Sleep apnea and diabetes are two unfortunate diseases for which there is no cure. Both medical issues, however, can be controlled and treated. There is no concrete evidence that proves that sleep apnea and diabetes are directly related, but there is a lot of evidence to support the idea that the two are linked. As more medical research is conducted, the links are becoming closer and more obvious.
The connection between Sleep Apnea and Diabetes is real and scary. Studies published in the European Respiratory Journal and Journal of Internal Medicine tell us that up to 40% of people with Sleep Apnea will have Diabetes. Other studies show that up to 50% of those with type 2 Diabetes have Sleep Apnea. Essentially, Sleep Apnea causes intermittent shortages of oxygen in the body and fragmentation of sleep, which in turn causes physiologic stress which then wreaks havok on glucose metabolism and the development of insulin resistance.
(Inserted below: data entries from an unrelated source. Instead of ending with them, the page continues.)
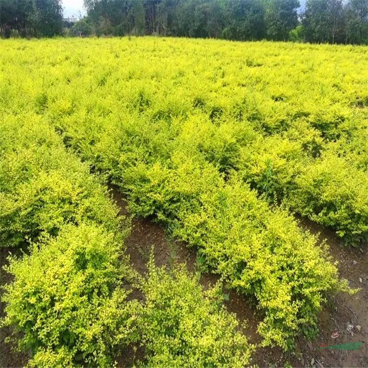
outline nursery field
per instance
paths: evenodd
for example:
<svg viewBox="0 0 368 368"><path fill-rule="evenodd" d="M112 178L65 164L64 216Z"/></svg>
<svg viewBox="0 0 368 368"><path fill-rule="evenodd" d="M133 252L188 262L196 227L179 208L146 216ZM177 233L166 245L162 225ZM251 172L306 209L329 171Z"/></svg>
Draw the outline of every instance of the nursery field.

For a while, most observations about sleep apnea and diabetes were that they often occurred simultaneously in those who were already obese, a condition common to both sleep apnea and diabetes. However, further investigation of the two has found that there is likely a direct relationship between them.
It has been proven that people suffering from both sleep apnea and diabetes are more resistant to insulin treatment if the sleep apnea is untreated. Many times by treating sleep apnea and providing the patient with restful sleep the need for insulin supplementation decreases. Insulin resistance decreases. According to studies cited by ResMed, "Insulin responsiveness increased 28% in patients with type 2 diabetes after 4 months of CPAP/BiPap therapy." It is critical to talk to your physician about any sleep problems.
CPAP, also spelled Ci-PAP or C-PAP, is highly effective remedy for obstructive sleep apnea and diabetes. Not only can it be used with other treatments, the pressure levels adjust more flexibly to the individual's breathing patterns, creating more comfort. In addition, it has been found to improve blood sugar levels and reduce the complications from diabetes, such as kidney and heart disease.
Many people also have physical problems that awaken them from sleep, including sleep apnea and diabetes. (Diabetics often make several trips to the bathroom during the night.) Sleep apnea, often seen in overweight and obese people, is a condition of waking up repeatedly throughout the night. Often the person doesn’t realize that he’s waking during the night, but he’ll feel tired in the morning. Significant snoring usually accompanies this condition. So if you’re tired and gaining weight, it’s important to see your doctor to make sure you don’t medical problems.
People who suffer from sleep apnea and diabetes should consult with doctors to determine which machine is more suitable for them. CPAP may be preferable for mild to moderate cases of sleep apnea, especially for those also suffering from diabetes. However, more severe case of sleep apnea may benefit more from using the BiPAP machine. The only way to know for sure is to meet with physician who can professionally designate a treatment.